Nobody—not even your dog or your mother—has the slightest interest in your commercial for Rice Krispies or Delco batteries or Preparation H. Nor does anybody care about your one-act play, your Facebook page or your new sesame chicken joint at Canal and Tchoupitoulas. It isn’t that people are mean or cruel. They’re just busy. Nobody wants to read your shit. What’s the answer? 1) Streamline your message. Focus it and pare it down to its simplest, clearest, easiest-to-understand form. 2) Make its expression fun. Or sexy or interesting or scary or informative. Make it so compelling that a person would have to be crazy NOT to read it. 3) Apply that to all forms of writing or art or commerce.

STEVEN PRESSFIELD

Art Is a Conversation, Not a Patent Office

Copies have been dethroned; the economic model built on them is collapsing. In a regime of superabundant free copies, copies are no longer the basis of wealth. Now relationships, links, connections, and sharing are. Value has shifted away from a copy toward the many ways to recall, annotate, personalize, edit, authenticate, display, mark, transfer, and engage a work. Art is a conversation, not a patent office. The citation of sources belongs to the realms of journalism and scholarship, not art. Reality can’t be copyrighted.

DAVID SHIELDS

Writing Isn't Meant to Be Sedentary

I spend a good deal of time just in solitude. I’ve always favored studies with a window that looks out into a back lawn, or into some trees, or a garden…. For an enchanted time, I had a window on the 24th floor of an apartment building near NYU, and this was a truly magical interlude, enshrined in the concluding chapters of my next novel, A Book of American Martyrs.
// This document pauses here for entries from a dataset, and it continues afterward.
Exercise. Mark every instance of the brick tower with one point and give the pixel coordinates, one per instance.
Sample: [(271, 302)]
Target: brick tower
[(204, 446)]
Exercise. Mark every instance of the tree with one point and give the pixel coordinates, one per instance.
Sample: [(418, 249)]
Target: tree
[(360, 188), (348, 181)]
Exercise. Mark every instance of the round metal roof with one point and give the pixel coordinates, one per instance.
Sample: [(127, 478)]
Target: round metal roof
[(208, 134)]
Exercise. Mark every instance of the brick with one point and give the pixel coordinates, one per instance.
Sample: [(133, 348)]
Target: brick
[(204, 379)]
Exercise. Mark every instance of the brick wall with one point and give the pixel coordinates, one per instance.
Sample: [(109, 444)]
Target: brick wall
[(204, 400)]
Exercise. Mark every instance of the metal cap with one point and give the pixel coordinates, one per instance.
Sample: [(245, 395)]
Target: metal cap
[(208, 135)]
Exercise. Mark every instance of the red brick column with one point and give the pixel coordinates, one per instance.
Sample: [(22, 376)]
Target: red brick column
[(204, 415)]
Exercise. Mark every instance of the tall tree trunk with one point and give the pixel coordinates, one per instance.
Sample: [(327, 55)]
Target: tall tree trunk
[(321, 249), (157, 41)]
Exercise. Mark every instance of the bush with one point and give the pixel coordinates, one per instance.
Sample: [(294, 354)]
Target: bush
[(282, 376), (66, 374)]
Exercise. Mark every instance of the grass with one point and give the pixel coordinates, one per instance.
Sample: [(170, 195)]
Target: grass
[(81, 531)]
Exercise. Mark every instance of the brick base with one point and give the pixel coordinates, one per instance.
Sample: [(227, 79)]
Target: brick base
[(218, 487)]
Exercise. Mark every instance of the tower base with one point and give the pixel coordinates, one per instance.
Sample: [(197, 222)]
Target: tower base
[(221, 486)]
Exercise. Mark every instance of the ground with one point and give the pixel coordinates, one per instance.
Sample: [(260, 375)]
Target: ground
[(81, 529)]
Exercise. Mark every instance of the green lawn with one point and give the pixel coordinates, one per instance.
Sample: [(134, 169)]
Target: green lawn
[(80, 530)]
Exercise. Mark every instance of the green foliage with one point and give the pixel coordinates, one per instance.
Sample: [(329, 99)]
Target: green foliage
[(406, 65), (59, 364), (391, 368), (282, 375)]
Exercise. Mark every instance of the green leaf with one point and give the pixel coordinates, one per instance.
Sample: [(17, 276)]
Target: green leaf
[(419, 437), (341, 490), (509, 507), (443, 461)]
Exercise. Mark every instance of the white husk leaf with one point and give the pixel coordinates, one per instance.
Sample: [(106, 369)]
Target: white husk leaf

A good deal of my imagining time is spent on my feet, however, since I like to walk quickly, and I like to run, whenever possible. Writing isn’t really meant to be a sedentary art, I think. Being in motion is stimulating to the soul.

JOYCE CAROL OATES

The Subtraction of Weight

My working method has more often than not involved the subtraction of weight. I have tried to remove weight, sometimes from people, sometimes from heavenly bodies, sometimes from cities; above all I have tried to remove weight from the structure of stories and from language.... Maybe I was only then becoming aware of the weight, the inertia, the opacity of the world--qualities that stick to writing from the start, unless one finds some way of evading them.

UMBERTO ECO

Local Color

People say I know New York well. Just change 23rd Street in one of my New York stories to Main Street, rub out the Flatiron Building, and put in the Town Hall and the story will fit just as truly in any up-state town. At least, I hope this can be said of my stories. So long as a story is true to human nature all you need do is change the local color to make it fit in any town North, East, South, or West. If you have the right kind of an eye — the kind that can disregard high hats, cutaway coats, and trolley cars — you can see all the characters in the Arabian Nights parading up and down Broadway at midday.

O. HENRY

The Delete Key Is a Boon

The delete key is a boon to any writer who hates a cluttered page, although it makes the word processor the least eternal of all writing instruments. Cross-outs are usually consigned to oblivion. (I prefer to move the rejected phrases to the bottom of the screen, where they are continuously pushed ahead of the text-in-progress like an ever-burgeoning mound of snow before a plow.)

ANNE FADIMAN

Listen Completely

When people talk listen completely. Don’t be thinking what you’re going to say. Most people never listen. Nor do they observe. You should be able to go into a room and when you come out know everything that you saw there and not only that. If that room gave you any feeling you should know exactly what it was that gave you that feeling. Try that for practice. When you’re in town stand outside the theatre and see how the people differ in the way they get out of taxis or motor cars. There are a thousand ways to practice. And always think of other people.